Laboratories are an essential part of this course. We will do as many of the recommended AP labs (or a similar substitute) as possible. Students will be asked to prepare for all labs prior to lab day. This includes reading the assigned material and/or handouts and, on occasion, may include devising your own experimental procedures. Many of the labs we will be performing use materials that are both expensive and perishable. This means that if a student misses a lab for any reason, it cannot be made up (except in extreme instances). ATTENDANCE IS OF CRUCIAL IMPORTANCE!
We will spend approximately one 50 minute class period on laboratory work every week. For every laboratory experiment you will be asked to write up a formal lab report (or entry in your lab journal) that includes the following components: experiment title, date, purpose, procedure, data and calculations, conclusion and sources of error as well as any pre-lab and post-lab questions (see Lab Report Guidelines at the end of this packet). Lab reports will go into 30% of your grade.
Grading policy: daily grades are 10%, quiz/lab grades are 30%, and tests/projects are 60%. The semester final is 20% of you first semester grade. The semester grades will be a combined total of an average of both 9 weeks (80%) and the semester final (20%). The final grade in the class is an average between semester 1 and 2.
There will be at least, but not restricted to, two grades per week. About every three weeks there will be a test. Assignments are expected to be turned in on time. Due dates for the assignments will be given the time it is distributed. Class work is expected to be turned in at the end of class. Homework is typically expected to be turned in the next class period, unless determined otherwise by the Coach Marsh. Late assignments will receive a grade no higher than a 75 and will become a 0 after 3 days. Assignments need to be turned in during the 9 weeks it was assigned, none will be accepted out of their designated 9 weeks. Each student will receive a student handbook. Students should follow the guidelines spelled out in the handbook. Cheating policy is outlined in the student handbook and will be followed. Tarries and absences are also spelled out in the student handbook.

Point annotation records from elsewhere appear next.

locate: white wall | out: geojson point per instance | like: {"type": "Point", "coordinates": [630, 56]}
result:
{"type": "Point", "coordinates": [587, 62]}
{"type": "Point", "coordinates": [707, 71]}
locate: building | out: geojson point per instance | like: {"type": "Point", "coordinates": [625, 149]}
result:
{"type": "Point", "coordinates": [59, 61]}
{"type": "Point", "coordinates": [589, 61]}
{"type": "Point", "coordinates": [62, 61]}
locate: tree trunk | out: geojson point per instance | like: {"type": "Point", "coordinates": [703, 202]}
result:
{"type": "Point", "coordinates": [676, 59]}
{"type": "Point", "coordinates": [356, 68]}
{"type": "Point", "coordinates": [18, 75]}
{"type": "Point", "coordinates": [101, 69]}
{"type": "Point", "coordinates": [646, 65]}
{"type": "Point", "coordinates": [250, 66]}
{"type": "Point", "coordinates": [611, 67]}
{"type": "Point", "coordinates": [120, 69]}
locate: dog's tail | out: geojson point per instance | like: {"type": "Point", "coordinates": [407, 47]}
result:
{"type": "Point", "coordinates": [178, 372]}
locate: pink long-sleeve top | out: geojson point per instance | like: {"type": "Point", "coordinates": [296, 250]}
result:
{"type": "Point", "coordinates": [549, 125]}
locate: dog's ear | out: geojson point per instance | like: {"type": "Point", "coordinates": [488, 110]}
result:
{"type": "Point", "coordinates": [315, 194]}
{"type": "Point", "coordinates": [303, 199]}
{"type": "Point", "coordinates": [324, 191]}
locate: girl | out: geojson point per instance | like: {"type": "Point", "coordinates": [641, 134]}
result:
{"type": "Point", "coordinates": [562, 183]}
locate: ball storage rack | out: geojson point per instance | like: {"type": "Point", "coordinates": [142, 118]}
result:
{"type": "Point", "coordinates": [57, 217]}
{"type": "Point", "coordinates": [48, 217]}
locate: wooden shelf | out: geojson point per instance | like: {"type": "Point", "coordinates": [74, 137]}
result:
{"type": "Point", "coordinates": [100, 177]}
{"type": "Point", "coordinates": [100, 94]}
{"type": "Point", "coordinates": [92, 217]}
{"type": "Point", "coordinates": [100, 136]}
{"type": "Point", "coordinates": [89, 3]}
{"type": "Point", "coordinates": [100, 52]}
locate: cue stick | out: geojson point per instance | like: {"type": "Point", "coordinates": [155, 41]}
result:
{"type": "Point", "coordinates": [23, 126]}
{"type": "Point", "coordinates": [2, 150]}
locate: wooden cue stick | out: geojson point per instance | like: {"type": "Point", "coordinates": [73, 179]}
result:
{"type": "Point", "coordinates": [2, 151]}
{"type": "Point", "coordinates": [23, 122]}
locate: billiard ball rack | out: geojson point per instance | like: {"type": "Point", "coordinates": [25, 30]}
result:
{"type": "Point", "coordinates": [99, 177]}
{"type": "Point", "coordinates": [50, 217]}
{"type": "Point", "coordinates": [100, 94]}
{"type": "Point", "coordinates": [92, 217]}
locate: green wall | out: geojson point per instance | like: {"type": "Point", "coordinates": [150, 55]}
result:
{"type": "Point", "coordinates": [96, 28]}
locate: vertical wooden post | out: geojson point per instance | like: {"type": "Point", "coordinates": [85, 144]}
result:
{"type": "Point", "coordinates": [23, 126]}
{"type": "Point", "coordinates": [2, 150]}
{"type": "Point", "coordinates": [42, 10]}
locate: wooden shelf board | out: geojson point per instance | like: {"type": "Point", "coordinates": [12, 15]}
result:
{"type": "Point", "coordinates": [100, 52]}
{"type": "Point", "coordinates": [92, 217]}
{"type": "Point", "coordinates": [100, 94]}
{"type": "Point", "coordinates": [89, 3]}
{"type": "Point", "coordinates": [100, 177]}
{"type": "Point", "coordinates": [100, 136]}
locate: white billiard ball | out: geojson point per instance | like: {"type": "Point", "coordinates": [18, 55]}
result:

An Interactive notebook (INB) will be created and updated by the student. Contents of the INB will include but is not limited to notes, graphs, charts, graphic organizers, and labs. I have found that students who update and use their INB daily tend to be more successful in my class than students who do not.
Tutorials will be held after school Monday and Wednesday from 2:35-3:15.
Food that students bring will not be allowed in the class at any time. The only thing allowed will be a clear water bottle. Please refrain from bring cups or contains.
Material list: these items will help the student achieve success in this class
- Two composition notebooks
- A pack of 20 pencils
- A pack of college ruled paper
- Backpack
- box of Kleenex
Class rules
- Listen carefully and follow directions
- Raise your hands to speak
- Respect others
- Use kind words
- Always do your best
- Help each other
- Treat others as you want to be treated
- Ask questions
- Cellphones may only be used with teacher permission
Cell phone policy: If a device is out in class when it is not supposed to be, the first time it is seen will be a warning, the second time the teacher will take up the device till the end of class, and the third time the teacher will take up the phone and hand it into the office. Students will have to pay a fine of $15 to receive their device back at the end of the day. Any further violations of the policy will see an automatic device sent to the office for a fine to receive it back and possible further consequences.